– EnergyNews Reports

OPEC and its partners probably need to prolong production cuts, simply to counteract the glut they created just prior to the deal, according to Citigroup Inc. The Organization of Petroleum Exporting Countries and allies including Russia don’t need to cut output much further to rebalance world markets, Citigroup’s Ed Morse said. However, they’ll likely need to keep output low once the accord expires in June in order to clear supplies added while negotiating the deal last year, he said.

The OPEC cut ironically added a million barrels a day of oil to the market,” Morse said in a Bloomberg television interview with Francine Lacqua and Tom Keene. “One of the ironic aspects of that two-month period when they all over-produced is that” it means the supply deal “probably needs to be extended.” OPEC and 11 nations including Russia agreed last year to cut production for six months in a bid to end a three-year surplus that has depressed prices and battered the economies of energy-exporting nations. Producers will meet again in May to decide whether the period of cutbacks should be extended.

Citigroup’s view is in line with that of Total SA Chief Executive Officer Patrick Pouyanne, who said in an interview on Tuesday that the agreement will need an extension, and London-based consultant Energy Aspects, which said the glut can’t be cleared without one. “The rebalancing appears far off still, and many are starting to question OPEC’s impact on balances,” it said in an e-mailed report Thursday. The organization can avoid continuing the accord if all members abide by it, Iraqi Oil Minister Jabbar al-Luaibi said in an interview with Sabah newspaper. The group has implemented more than 90 percent of the curbs pledged in January, an OPEC technical committee concluded. Still, Iraq has lagged behind other nations, completing about 166,000 barrels of the 210,000-barrel reduction it committed to, according to al-Luaibi.

OPEC will face long-term problems from the resurgence of U.S. shale oil and the policies of President Donald Trump to stimulate its growth, Morse said. With U.S. output poised to climb, expectations among forecasting institutions for a “supply gap” by the end of the decade may need to be postponed “forever,” he said. In a related development, Russia overtook Saudi Arabia as the world’s largest crude producer in December, when both countries started restricting supplies ahead of agreed cuts with other global producers to curb the worst glut in decades.

Russia pumped 10.49 million barrels a day in December, down 29,000 barrels a day from November, while Saudi Arabia’s output declined to 10.46 million barrels a day from 10.72 million barrels a day in November, according to data published Monday on the website of the Joint Organisations Data Initiative in Riyadh. That was the first time Russia beat Saudi Arabia since March. Saudi Arabia and fellow producers from the Organization of Petroleum Exporting Countries decided at the end of November to restrict supplies by 1.2 million barrels a day for six months starting Jan. 1, with Saudi Arabia instrumental in the plan. Non-member producers, including Russia, pledged additional curbs.

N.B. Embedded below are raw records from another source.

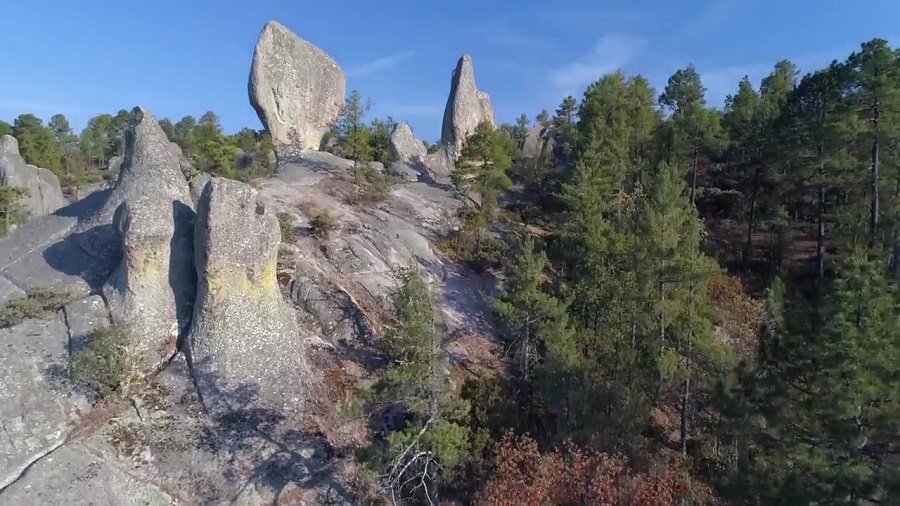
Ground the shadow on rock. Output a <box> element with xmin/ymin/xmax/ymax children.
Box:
<box><xmin>169</xmin><ymin>200</ymin><xmax>197</xmax><ymax>345</ymax></box>
<box><xmin>43</xmin><ymin>225</ymin><xmax>122</xmax><ymax>293</ymax></box>
<box><xmin>163</xmin><ymin>358</ymin><xmax>353</xmax><ymax>504</ymax></box>
<box><xmin>53</xmin><ymin>189</ymin><xmax>112</xmax><ymax>221</ymax></box>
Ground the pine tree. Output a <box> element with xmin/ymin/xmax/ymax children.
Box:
<box><xmin>365</xmin><ymin>269</ymin><xmax>469</xmax><ymax>504</ymax></box>
<box><xmin>493</xmin><ymin>232</ymin><xmax>571</xmax><ymax>381</ymax></box>
<box><xmin>745</xmin><ymin>255</ymin><xmax>900</xmax><ymax>504</ymax></box>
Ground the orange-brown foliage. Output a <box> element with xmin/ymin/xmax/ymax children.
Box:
<box><xmin>707</xmin><ymin>274</ymin><xmax>763</xmax><ymax>360</ymax></box>
<box><xmin>476</xmin><ymin>436</ymin><xmax>717</xmax><ymax>506</ymax></box>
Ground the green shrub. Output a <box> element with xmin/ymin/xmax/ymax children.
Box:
<box><xmin>277</xmin><ymin>213</ymin><xmax>297</xmax><ymax>244</ymax></box>
<box><xmin>309</xmin><ymin>209</ymin><xmax>338</xmax><ymax>238</ymax></box>
<box><xmin>72</xmin><ymin>327</ymin><xmax>140</xmax><ymax>398</ymax></box>
<box><xmin>0</xmin><ymin>288</ymin><xmax>73</xmax><ymax>328</ymax></box>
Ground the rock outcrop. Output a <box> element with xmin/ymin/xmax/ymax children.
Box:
<box><xmin>389</xmin><ymin>123</ymin><xmax>428</xmax><ymax>181</ymax></box>
<box><xmin>441</xmin><ymin>54</ymin><xmax>494</xmax><ymax>156</ymax></box>
<box><xmin>249</xmin><ymin>21</ymin><xmax>346</xmax><ymax>156</ymax></box>
<box><xmin>190</xmin><ymin>178</ymin><xmax>306</xmax><ymax>411</ymax></box>
<box><xmin>0</xmin><ymin>135</ymin><xmax>68</xmax><ymax>218</ymax></box>
<box><xmin>390</xmin><ymin>123</ymin><xmax>428</xmax><ymax>162</ymax></box>
<box><xmin>103</xmin><ymin>108</ymin><xmax>195</xmax><ymax>371</ymax></box>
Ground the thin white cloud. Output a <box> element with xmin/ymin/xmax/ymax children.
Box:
<box><xmin>479</xmin><ymin>23</ymin><xmax>550</xmax><ymax>50</ymax></box>
<box><xmin>676</xmin><ymin>0</ymin><xmax>749</xmax><ymax>38</ymax></box>
<box><xmin>550</xmin><ymin>34</ymin><xmax>646</xmax><ymax>92</ymax></box>
<box><xmin>377</xmin><ymin>103</ymin><xmax>444</xmax><ymax>121</ymax></box>
<box><xmin>700</xmin><ymin>63</ymin><xmax>774</xmax><ymax>107</ymax></box>
<box><xmin>346</xmin><ymin>50</ymin><xmax>415</xmax><ymax>77</ymax></box>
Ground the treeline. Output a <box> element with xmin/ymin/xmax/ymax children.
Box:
<box><xmin>0</xmin><ymin>109</ymin><xmax>275</xmax><ymax>189</ymax></box>
<box><xmin>362</xmin><ymin>39</ymin><xmax>900</xmax><ymax>504</ymax></box>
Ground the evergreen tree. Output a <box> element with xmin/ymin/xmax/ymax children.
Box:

Brent crude prices have climbed about 20 percent since the end of November.

The U.S. was the third-largest producer, at 8.8 million barrels a day in December compared with 8.9 million barrels a day in November, according to JODI. Iraq came in fourth at 4.5 million barrels a day, followed by China at 3.98 million barrels a day, the data show. Saudi Arabia’s crude exports declined to 8 million barrels a day in December, from 8.26 million barrels a day, the biggest outflow for any month since May 2003, according to JODI data.